It kinda tells me what to do at the bottom - that if my reserved memory is greater than allocated memory then “try setting max_split_size_mb to avoid fragmentation”. I’m guessing this is something to do with PyTorch? How do I do this?

Thanks
Sunny

so I installed nvitop and can confirm that on average with browser open and couple other apps, my gpu (1070gtx) is using 3-4gb of it’s VRAM. I tried rebooting, not starting any apps up and then running txt2img.py but even though my memory allocation was XXX on reboot it still fails with “out of memory” error

Hi,

RuntimeError: CUDA out of memory is a common error message when you try to allocate more memory than available in your GPU.

Your GPU seems to have 8 GB, however it seems Stable Diffusion needs at least 10 GB (please, correct me if I’m wrong). You could try booting your machine through CLI to release memory, or experimenting with the script parameters. Not sure if there are alternatives.

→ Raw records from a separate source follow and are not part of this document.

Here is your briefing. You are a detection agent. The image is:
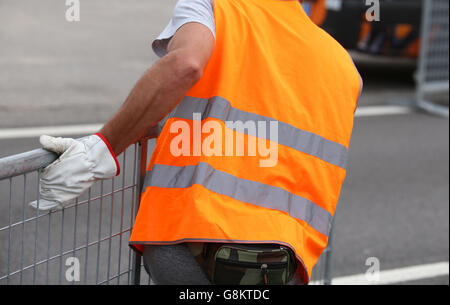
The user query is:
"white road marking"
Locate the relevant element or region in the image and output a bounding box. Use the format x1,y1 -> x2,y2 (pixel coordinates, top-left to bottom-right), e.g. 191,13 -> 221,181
355,106 -> 414,118
0,124 -> 103,140
332,262 -> 449,285
0,106 -> 413,140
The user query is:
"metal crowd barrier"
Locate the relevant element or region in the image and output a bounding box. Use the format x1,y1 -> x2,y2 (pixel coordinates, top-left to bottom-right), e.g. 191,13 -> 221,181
417,0 -> 449,117
0,139 -> 334,285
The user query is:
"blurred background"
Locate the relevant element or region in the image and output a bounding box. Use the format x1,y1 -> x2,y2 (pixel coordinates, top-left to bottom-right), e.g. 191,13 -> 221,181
0,0 -> 449,285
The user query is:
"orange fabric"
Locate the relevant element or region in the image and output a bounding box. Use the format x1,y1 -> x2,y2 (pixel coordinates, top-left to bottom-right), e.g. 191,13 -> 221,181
130,0 -> 361,280
309,0 -> 328,25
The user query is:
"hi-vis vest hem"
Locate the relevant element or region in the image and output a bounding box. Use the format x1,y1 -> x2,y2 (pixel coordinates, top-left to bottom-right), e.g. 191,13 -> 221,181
129,238 -> 309,284
130,0 -> 362,282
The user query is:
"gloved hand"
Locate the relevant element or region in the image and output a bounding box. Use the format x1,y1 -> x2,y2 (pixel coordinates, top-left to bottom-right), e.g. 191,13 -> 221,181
30,134 -> 120,211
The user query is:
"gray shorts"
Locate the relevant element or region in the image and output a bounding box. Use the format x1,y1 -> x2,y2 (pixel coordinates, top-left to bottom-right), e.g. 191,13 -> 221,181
143,244 -> 211,285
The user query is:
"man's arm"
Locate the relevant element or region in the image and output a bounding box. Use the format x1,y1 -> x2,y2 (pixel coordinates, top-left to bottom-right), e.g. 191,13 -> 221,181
100,23 -> 215,155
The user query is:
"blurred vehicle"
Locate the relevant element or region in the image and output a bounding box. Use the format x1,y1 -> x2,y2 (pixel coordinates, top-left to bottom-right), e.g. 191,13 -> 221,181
303,0 -> 422,58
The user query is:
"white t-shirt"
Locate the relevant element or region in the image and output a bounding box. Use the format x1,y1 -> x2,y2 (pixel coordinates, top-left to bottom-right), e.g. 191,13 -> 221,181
152,0 -> 216,57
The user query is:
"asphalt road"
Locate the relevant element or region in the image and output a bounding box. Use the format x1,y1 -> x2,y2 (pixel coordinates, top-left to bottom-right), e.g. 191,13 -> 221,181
0,0 -> 449,284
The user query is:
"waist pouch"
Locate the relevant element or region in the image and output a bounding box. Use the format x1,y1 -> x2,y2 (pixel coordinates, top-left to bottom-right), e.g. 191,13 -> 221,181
203,243 -> 297,285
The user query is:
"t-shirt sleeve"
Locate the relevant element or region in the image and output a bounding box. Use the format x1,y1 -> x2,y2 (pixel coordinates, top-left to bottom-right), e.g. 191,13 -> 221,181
152,0 -> 216,57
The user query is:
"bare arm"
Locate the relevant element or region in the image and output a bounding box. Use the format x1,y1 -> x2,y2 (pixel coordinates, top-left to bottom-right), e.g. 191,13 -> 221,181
100,23 -> 214,155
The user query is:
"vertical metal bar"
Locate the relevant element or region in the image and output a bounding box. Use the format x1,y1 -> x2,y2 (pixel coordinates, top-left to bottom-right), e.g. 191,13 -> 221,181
72,198 -> 78,285
127,143 -> 137,285
117,150 -> 127,285
417,0 -> 431,106
6,178 -> 12,284
45,211 -> 53,285
58,208 -> 65,285
20,174 -> 27,285
106,178 -> 114,285
133,139 -> 148,285
33,171 -> 41,285
83,188 -> 92,284
95,180 -> 103,284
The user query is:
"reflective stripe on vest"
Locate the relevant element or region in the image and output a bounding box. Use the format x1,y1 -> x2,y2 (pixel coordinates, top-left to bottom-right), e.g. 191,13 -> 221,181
174,96 -> 348,169
144,163 -> 332,236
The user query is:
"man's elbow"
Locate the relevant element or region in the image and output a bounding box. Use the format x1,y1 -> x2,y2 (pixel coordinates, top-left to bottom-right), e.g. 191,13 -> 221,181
168,52 -> 204,84
180,58 -> 203,83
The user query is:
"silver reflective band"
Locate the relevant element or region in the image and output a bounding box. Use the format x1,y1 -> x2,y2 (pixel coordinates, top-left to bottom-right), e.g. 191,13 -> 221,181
169,96 -> 348,169
144,162 -> 332,236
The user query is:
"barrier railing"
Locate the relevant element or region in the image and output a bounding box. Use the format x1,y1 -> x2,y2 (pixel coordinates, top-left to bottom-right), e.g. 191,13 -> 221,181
0,139 -> 334,285
417,0 -> 449,117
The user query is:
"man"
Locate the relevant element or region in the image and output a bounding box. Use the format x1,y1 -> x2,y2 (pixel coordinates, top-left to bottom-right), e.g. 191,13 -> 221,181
30,0 -> 362,284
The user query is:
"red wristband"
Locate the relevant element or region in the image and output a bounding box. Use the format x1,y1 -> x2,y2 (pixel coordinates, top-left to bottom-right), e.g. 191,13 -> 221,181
95,132 -> 120,176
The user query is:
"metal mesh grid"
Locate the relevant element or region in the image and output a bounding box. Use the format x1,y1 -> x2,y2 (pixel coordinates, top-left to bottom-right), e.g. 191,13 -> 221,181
0,144 -> 151,284
417,0 -> 449,117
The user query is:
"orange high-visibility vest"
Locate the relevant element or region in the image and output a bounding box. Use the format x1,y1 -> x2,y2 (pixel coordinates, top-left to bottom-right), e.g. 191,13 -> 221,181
130,0 -> 362,281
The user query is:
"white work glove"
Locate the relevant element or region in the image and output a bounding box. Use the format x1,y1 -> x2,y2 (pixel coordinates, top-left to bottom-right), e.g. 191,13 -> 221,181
30,134 -> 120,211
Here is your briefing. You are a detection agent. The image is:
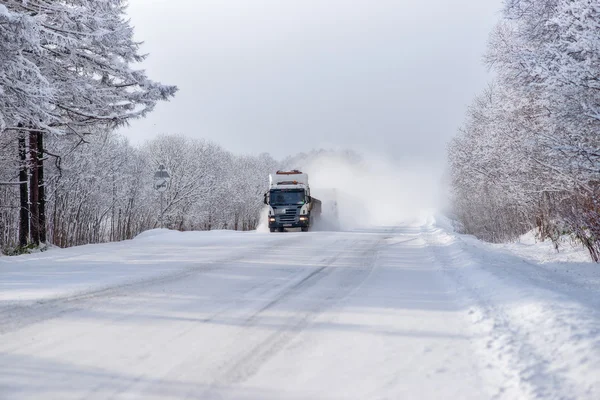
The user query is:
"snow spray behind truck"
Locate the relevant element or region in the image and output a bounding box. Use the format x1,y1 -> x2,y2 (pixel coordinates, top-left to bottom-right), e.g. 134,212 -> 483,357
265,170 -> 321,232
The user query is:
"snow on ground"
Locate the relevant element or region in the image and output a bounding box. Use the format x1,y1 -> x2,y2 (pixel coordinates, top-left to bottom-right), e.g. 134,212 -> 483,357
0,218 -> 600,399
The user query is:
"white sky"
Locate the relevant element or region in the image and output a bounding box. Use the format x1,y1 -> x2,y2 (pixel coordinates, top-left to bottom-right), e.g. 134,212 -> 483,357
124,0 -> 501,164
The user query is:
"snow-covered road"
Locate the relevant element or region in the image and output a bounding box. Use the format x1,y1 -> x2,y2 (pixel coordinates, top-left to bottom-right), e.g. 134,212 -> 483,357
0,220 -> 600,399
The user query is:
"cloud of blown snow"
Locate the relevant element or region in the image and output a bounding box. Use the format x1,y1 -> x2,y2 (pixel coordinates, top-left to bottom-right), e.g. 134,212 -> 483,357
292,153 -> 442,229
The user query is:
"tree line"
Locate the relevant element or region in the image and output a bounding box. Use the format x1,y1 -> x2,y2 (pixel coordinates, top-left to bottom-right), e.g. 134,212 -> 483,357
0,131 -> 279,254
0,0 -> 177,253
448,0 -> 600,261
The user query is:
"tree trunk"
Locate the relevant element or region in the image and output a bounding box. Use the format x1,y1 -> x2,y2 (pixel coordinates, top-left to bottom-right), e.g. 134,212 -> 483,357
19,135 -> 29,247
37,133 -> 46,243
29,132 -> 40,246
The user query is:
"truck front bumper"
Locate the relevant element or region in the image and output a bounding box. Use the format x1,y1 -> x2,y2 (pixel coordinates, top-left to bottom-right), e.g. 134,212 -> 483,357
269,216 -> 310,228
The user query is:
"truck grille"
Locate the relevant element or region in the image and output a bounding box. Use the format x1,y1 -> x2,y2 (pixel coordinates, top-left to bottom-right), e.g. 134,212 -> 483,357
279,208 -> 298,224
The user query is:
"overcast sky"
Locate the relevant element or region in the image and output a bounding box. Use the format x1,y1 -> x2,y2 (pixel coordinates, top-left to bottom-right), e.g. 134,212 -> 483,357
124,0 -> 501,164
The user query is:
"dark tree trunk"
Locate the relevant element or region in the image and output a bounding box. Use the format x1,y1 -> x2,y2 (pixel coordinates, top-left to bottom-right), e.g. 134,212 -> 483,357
37,133 -> 46,243
19,135 -> 29,247
29,133 -> 40,246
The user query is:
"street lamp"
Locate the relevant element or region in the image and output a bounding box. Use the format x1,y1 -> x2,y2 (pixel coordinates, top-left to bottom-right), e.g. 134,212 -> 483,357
154,164 -> 171,229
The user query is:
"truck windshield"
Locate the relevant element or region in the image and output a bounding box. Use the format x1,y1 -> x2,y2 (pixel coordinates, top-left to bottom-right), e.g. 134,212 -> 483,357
270,190 -> 304,206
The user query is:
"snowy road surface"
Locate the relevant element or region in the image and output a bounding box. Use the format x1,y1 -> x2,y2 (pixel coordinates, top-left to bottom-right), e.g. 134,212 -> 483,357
0,221 -> 600,399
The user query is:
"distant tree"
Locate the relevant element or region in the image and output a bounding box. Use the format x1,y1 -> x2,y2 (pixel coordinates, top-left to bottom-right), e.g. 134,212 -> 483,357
0,0 -> 177,248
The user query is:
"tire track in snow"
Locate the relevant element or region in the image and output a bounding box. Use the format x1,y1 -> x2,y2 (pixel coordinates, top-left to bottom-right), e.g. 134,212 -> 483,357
0,237 -> 300,336
199,234 -> 382,398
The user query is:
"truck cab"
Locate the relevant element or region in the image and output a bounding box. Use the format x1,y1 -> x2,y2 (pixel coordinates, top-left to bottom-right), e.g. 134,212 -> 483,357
265,170 -> 321,232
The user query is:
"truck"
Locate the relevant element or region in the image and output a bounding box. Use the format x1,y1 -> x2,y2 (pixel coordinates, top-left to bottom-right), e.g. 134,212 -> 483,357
264,170 -> 321,232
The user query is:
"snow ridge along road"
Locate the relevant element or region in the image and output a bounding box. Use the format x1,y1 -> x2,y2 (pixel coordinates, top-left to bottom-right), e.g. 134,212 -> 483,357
0,218 -> 600,399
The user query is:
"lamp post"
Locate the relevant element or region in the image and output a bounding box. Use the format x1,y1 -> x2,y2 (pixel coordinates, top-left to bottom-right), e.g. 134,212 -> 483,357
154,164 -> 171,229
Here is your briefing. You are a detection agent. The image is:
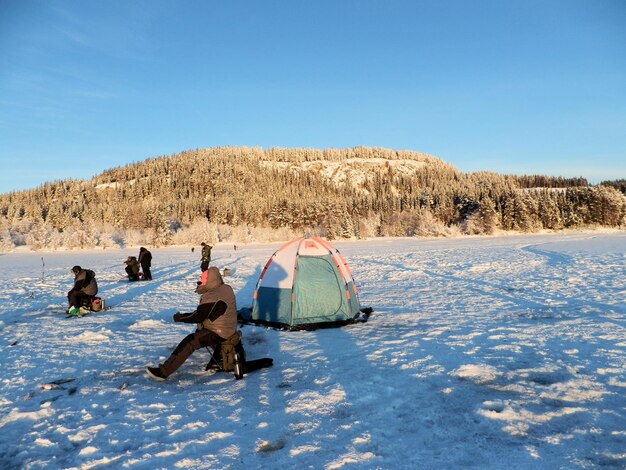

Hi Lucas, thanks for the reply.

I read somewhere that the Min vram requirement was 4gb, but the official docs say otherwise! I’ll have a play with Linux and see if I can get the default vram usage down, thanks for the suggestion. Maybe it’s to to upgrade that gpu!

Cheers

1 Like

Alas, I was told a minimum of 6 GB was required, but it does seem 10 GB is more accurate. Is there a trick to running this on lower GPU VRAM?

I’ve seen some tutorials on youtube to get it working on lower VRAM, 4GB i think may now be possible. Not tested it though

Links to the tutorials would be appreciated, at least as a jumping off point. Thanks!